You seem to have many issues that need to be addressed and it is difficult to offer an opinion as to where you should start. It seems that many of the things that you have “touched” in your life have turned against you.
Have you ever wondered if the fault lies in you and not in others? Is it possible that your wife, country and brothers were in reality not at fault and that you left the country, your wife and now your family?
Have you considered the possibility that it is you that needs to change long before you ask others to change?
This will sound very harsh, and indeed it could well be, but more often than not, people fail to appreciate their shortcomings, preferring instead to blame others. Let me explain.
Why, in the first instance, did you have to stay in the US for 20 years, and why did you come back?
Whereas many Kenyans live and work in the US legitimately and out of choice, a number live there on the edge of the law, basically existing out of status, which in reality means a life as an illegal immigrant.
Some get in by getting visitors’ visas, others go as students, while others enter the US through other countries. Most of these people are unable to get proper jobs and end up working many long hours in poorly paid menial jobs.

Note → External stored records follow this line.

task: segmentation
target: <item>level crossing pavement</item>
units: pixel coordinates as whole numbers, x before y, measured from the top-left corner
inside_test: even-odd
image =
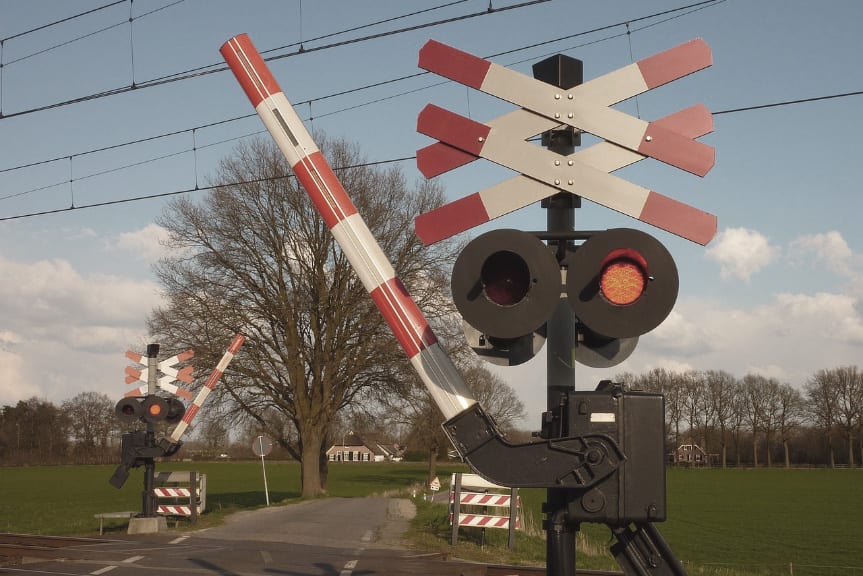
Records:
[[[405,576],[480,574],[480,565],[402,547],[415,514],[407,499],[324,498],[240,512],[218,527],[122,535],[63,549],[61,558],[0,574],[64,576]]]

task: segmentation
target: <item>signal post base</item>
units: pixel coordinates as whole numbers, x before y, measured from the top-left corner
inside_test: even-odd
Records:
[[[153,518],[129,518],[129,529],[127,534],[155,534],[167,532],[168,519],[164,516]]]

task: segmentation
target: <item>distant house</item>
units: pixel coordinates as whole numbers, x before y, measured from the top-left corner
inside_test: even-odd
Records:
[[[677,450],[668,455],[670,464],[683,466],[706,466],[709,464],[707,452],[698,444],[681,444]]]
[[[327,450],[330,462],[384,462],[401,460],[404,449],[397,444],[378,442],[373,435],[345,434],[341,443]]]

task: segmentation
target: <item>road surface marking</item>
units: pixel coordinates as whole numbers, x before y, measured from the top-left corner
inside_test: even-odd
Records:
[[[339,576],[351,576],[354,571],[354,568],[357,567],[357,560],[351,560],[350,562],[345,564],[344,569],[339,572]]]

These economic refugees are, to put it plainly, poor people. Sadly, and perhaps like you, they pretend that life is “all right” and life being what it is, the family expects that such people are swimming in the American dollar.
Many people who lead this life will hide from visiting friends and family because they do not want to be shown to be living below the poverty line in the land of plenty.

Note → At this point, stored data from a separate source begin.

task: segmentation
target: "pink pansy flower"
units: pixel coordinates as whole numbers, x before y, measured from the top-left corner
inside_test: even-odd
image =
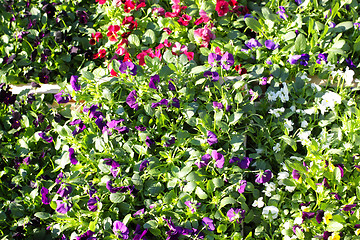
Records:
[[[176,42],[171,49],[174,55],[179,55],[187,50],[188,50],[187,46],[181,45],[181,43],[179,42]]]
[[[199,28],[194,31],[195,41],[200,44],[200,47],[209,47],[210,40],[216,38],[215,34],[211,32],[208,26]]]
[[[223,0],[217,1],[215,10],[219,17],[223,17],[229,12],[229,3]]]
[[[135,3],[133,1],[131,1],[131,0],[126,0],[126,2],[124,4],[124,11],[126,13],[129,13],[134,9],[135,9]]]
[[[106,3],[106,0],[95,0],[95,2],[98,2],[100,5]]]
[[[116,32],[118,32],[120,30],[119,25],[110,25],[108,27],[108,33],[106,34],[106,36],[109,37],[109,40],[112,42],[117,41],[117,34]]]
[[[179,20],[178,20],[178,23],[180,25],[183,25],[183,26],[187,26],[189,25],[189,22],[191,21],[192,17],[187,15],[187,14],[183,14]]]
[[[99,39],[103,38],[101,32],[96,32],[91,34],[91,39],[89,41],[90,45],[95,45],[96,42],[99,42]]]

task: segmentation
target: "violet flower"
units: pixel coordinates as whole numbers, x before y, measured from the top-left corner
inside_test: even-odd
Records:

What I describe here is in total contrast to a significant number of highly educated Kenyans who live a completely different life in the US, working in well paying jobs and enjoying legal status. This second group is loved by the American economy because they represent some of the brightest people to have come from Kenya.

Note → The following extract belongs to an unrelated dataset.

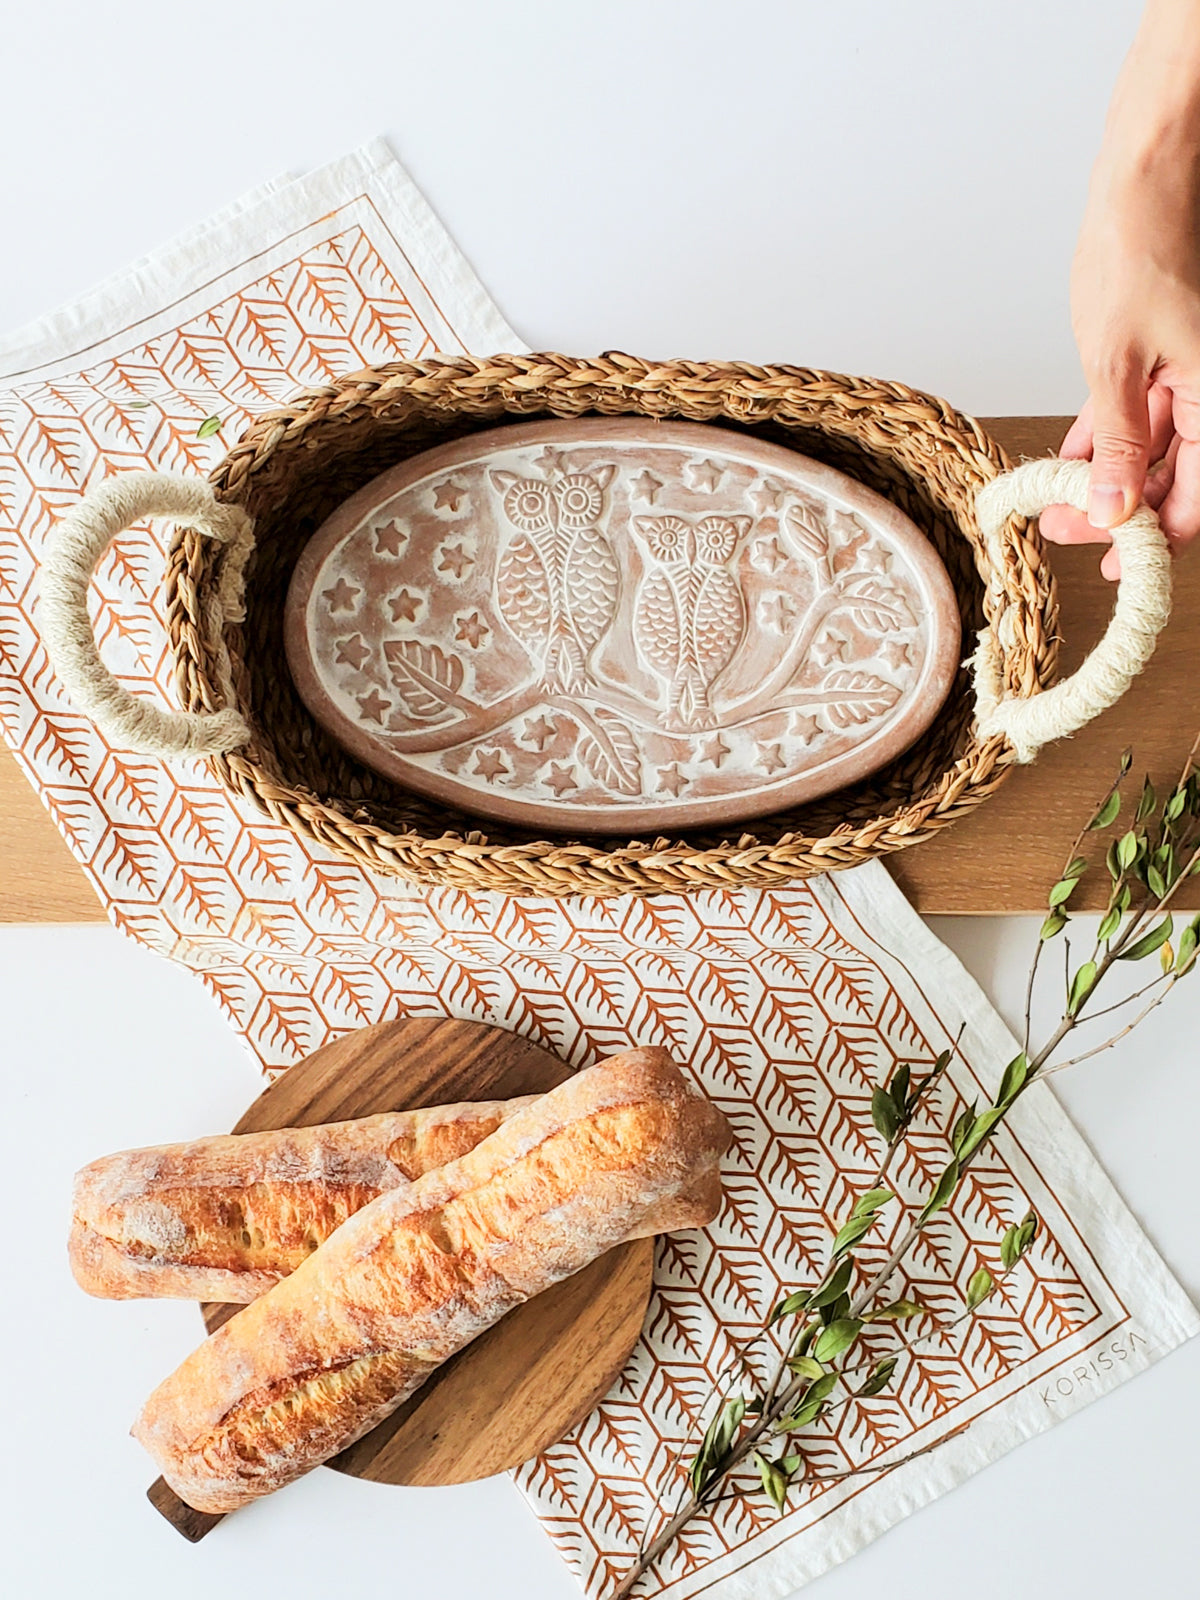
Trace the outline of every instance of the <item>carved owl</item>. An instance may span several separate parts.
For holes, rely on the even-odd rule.
[[[493,472],[504,515],[517,530],[496,572],[496,604],[533,655],[549,693],[578,694],[589,658],[617,608],[620,573],[600,526],[616,468],[547,480]]]
[[[746,631],[746,603],[729,570],[749,517],[635,517],[652,566],[638,593],[633,635],[667,680],[670,715],[684,728],[710,727],[709,690]]]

Put simply, there are two types of Kenyans in the US; the rich, and the struggling poor. You sound like the latter and hence perhaps your decision to come back. Life is no better for you in Kenya, it seems.
Did your wife leave you? Did she perhaps find you unable to get sufficiently organised to manage the family? Was it because you led a chaotic life of hiding from the law or was it perhaps your uncontrolled anger that sometimes comes to those frustrated by unemployment in a foreign country?
To what extent did you contribute to the breakdown in your marriage? Even as you came back to Kenya, to what extent has the failure of your marriage and the embarrassment of coming back changed you?
You do not want your family to see you as a failure. If you are not a failure what else are you? Are you a success story? Is it possible that asking for your inheritance will lead to further wastage?
What evidence are you giving your brothers to persuade them that you have at last developed the capacity to make the right decisions for yourself? These are harsh words and it is possible that you now wish you had not asked the question. In your favour, however, you are courageous to ask.
Perhaps you could use the same talent and courage to engage your family and to seek their counsel on how best you could proceed, now that you have come back like the prodigal son.
First, don’t ask for the land/inheritance but for advice on how you could settle down in this country which has clearly changed so much in terms of physical features and the socio-political environment.
Ask for their help to show you round the city and how to navigate the exits to the superhighway, and engage them in conversation about the Constitution and the peaceful political transition in 2013.
Ask about the health and well-being of your cousins, aunts, nephews and grandchildren.
Ask to be admitted back into the family fold. Allow a measure of humility to become self-evident and show them how much you are willing to learn from them and others.
That done, they will offer you what you desire most— a life of respect and dignity with perhaps a portion of the old man’s estate.